Change the code to make the path point to your MatConvNet path.
Open Matlab and run main_caser.m
Configurations
Data
Datasets are organized in 2 seperate files: train.txt and test.txt
Same to other data format for recommendation, each file contains a collection of triplets:
user, item, rating
The only difference is the triplets are organized in time order.

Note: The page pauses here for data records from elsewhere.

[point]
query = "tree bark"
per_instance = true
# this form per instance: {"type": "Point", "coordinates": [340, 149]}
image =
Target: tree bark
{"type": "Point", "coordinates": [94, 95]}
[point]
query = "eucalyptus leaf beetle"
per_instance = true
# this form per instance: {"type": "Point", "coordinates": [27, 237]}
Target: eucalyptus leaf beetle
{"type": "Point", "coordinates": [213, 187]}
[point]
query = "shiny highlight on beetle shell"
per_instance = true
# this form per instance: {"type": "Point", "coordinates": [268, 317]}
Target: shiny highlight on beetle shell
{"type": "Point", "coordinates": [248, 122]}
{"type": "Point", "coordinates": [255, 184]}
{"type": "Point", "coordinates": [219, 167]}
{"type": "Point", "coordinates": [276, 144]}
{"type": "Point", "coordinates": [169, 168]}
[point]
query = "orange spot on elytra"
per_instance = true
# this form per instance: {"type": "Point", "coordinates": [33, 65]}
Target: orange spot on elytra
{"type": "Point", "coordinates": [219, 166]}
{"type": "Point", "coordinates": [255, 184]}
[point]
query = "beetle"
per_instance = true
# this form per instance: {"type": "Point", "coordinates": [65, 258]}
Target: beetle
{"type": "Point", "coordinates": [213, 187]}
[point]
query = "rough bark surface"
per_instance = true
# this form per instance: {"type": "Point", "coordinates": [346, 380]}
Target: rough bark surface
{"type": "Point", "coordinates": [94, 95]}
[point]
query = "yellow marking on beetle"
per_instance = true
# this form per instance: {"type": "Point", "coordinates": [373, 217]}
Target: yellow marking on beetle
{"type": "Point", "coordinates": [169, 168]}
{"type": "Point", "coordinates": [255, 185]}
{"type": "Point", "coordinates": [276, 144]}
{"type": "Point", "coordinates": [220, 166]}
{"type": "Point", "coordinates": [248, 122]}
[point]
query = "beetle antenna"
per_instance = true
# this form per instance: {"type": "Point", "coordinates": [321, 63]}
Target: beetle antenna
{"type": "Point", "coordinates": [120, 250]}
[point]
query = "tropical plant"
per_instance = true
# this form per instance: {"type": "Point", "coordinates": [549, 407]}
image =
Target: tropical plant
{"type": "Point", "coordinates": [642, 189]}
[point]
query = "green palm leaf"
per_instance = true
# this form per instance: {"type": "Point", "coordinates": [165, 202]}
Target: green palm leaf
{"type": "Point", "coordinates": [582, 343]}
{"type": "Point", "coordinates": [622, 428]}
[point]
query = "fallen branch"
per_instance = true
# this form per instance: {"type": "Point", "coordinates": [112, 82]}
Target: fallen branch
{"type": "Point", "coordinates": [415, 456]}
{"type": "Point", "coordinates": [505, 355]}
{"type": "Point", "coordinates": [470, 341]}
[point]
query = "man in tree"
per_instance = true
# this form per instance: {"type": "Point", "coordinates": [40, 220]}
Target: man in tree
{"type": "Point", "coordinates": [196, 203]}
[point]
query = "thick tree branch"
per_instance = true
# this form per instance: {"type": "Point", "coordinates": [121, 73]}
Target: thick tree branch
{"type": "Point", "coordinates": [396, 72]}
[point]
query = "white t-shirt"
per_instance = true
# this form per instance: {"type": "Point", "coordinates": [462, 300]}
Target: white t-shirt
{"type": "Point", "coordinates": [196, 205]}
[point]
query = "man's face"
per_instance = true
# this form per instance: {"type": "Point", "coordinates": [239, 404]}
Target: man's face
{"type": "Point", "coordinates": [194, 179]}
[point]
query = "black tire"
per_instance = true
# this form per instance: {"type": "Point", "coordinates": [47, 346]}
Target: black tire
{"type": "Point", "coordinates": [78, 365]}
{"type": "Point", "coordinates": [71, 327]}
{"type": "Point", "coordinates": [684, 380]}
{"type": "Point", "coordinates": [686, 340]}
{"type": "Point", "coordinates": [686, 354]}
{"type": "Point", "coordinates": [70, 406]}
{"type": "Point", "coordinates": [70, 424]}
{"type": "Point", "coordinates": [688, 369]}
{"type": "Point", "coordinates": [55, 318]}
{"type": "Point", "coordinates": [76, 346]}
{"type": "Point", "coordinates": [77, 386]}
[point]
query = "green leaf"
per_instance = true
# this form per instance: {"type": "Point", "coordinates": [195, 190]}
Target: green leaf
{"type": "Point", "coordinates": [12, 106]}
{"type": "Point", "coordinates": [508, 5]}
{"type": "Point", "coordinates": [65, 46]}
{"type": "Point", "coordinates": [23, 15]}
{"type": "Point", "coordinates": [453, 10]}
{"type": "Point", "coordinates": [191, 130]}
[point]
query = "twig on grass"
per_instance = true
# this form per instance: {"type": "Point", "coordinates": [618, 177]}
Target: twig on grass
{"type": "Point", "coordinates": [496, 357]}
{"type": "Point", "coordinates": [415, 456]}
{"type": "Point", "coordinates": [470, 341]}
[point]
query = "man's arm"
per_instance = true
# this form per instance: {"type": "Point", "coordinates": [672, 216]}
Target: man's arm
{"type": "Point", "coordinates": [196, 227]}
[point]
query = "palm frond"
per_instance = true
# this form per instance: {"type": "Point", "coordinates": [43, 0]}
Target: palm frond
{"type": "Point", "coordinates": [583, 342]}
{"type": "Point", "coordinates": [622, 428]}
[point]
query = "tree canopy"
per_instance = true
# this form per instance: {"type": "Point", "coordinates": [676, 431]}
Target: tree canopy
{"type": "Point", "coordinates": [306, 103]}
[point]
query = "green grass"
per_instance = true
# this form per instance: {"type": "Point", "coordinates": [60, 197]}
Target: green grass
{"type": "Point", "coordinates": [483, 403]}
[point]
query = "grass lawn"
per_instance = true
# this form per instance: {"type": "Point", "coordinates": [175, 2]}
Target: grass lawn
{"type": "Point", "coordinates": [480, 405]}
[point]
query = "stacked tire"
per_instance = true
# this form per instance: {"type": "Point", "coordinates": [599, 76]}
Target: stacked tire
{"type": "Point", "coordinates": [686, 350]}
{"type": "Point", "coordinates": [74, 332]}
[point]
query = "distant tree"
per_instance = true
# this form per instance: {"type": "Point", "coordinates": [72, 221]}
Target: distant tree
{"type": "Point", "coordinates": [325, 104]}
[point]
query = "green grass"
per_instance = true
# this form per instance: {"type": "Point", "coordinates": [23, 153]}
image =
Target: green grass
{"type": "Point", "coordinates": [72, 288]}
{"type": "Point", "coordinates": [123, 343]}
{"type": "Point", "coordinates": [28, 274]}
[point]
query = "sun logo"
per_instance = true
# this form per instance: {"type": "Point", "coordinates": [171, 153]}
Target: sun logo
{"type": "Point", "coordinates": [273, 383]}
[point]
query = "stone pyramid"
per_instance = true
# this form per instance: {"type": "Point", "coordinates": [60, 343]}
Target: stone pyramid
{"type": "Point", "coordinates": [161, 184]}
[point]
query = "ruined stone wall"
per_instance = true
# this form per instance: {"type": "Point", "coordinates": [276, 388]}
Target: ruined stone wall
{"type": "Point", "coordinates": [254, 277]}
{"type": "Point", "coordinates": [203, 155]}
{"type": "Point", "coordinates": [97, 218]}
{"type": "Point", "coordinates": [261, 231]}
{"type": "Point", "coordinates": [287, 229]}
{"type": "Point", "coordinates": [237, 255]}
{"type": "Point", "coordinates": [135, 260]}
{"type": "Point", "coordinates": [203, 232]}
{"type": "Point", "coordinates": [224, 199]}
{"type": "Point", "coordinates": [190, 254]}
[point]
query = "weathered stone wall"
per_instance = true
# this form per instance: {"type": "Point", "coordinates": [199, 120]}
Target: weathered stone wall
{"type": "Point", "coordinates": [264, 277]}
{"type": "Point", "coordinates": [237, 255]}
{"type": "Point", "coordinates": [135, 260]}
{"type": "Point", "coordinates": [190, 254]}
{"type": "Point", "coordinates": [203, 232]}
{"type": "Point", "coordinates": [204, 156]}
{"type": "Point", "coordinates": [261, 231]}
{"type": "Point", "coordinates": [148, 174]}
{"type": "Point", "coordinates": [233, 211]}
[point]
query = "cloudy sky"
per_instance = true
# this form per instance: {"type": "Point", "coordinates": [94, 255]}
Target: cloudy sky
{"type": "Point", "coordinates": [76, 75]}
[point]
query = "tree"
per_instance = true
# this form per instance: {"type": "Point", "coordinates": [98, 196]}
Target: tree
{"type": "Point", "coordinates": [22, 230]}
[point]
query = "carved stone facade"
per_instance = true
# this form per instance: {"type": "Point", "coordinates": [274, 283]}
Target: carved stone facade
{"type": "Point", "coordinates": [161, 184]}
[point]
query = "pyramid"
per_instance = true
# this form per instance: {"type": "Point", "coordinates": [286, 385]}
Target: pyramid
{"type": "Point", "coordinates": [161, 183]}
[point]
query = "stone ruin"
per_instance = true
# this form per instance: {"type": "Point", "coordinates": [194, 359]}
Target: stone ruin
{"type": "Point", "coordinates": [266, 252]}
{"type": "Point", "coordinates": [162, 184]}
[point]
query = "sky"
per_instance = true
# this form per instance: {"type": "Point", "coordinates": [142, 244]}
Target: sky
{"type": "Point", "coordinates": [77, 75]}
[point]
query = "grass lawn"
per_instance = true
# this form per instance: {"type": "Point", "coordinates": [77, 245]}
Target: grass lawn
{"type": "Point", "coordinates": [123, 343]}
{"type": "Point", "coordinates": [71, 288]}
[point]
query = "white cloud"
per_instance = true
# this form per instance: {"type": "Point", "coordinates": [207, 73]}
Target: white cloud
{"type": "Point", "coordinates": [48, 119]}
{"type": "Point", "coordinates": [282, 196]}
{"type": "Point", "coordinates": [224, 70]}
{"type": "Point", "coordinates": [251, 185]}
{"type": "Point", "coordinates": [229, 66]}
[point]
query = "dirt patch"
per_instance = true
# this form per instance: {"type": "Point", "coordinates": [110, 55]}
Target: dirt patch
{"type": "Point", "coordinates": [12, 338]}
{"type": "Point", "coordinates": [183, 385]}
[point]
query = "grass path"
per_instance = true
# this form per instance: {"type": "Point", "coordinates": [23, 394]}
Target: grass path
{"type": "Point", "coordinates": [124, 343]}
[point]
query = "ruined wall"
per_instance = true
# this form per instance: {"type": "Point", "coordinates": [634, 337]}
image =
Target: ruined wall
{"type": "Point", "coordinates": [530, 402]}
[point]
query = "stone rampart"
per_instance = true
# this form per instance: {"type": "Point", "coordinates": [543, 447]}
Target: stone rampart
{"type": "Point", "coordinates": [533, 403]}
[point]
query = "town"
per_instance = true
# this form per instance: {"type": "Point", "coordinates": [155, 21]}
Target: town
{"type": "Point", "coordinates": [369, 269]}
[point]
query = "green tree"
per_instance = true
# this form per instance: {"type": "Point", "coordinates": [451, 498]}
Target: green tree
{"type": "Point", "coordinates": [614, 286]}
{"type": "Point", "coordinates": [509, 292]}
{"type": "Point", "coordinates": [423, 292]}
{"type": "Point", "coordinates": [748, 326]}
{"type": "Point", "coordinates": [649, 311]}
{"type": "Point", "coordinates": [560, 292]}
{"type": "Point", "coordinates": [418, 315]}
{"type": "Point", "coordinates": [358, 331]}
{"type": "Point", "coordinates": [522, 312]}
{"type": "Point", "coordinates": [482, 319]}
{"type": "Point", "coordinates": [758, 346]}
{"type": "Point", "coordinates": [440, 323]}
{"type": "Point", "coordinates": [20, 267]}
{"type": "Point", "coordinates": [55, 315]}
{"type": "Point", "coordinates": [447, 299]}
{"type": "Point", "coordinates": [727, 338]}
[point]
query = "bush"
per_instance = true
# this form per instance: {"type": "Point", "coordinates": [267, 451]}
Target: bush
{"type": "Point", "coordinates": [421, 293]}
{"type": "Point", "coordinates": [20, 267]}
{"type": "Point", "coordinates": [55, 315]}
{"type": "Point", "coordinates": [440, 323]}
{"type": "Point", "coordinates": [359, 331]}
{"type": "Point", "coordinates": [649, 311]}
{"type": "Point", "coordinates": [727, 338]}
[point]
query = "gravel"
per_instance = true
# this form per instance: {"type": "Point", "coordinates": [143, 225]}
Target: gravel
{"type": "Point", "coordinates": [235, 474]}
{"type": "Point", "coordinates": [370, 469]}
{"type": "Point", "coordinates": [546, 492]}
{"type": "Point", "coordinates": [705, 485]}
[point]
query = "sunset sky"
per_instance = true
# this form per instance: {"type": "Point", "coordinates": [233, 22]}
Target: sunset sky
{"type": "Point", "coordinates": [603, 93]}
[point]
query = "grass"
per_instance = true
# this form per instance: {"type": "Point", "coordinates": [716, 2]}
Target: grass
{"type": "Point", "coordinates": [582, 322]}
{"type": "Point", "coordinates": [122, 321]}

As the problem is Sequential Reommendation, the rating doesn't matter, so I convert them to all 1.
Model Args (in main_caser.m)
L: length of sequence
T: number of targets
rate_once: whether each item will only be rated once by each user
early_stop: whether to perform early stop during training
d: number of latent dimensions
nv: number of vertical filters
nh: number of horizontal filters
ac_conv: activation function for convolution layer (i.e., phi_c in paper)
ac_fc: activation function for fully-connected layer (i.e., phi_a in paper)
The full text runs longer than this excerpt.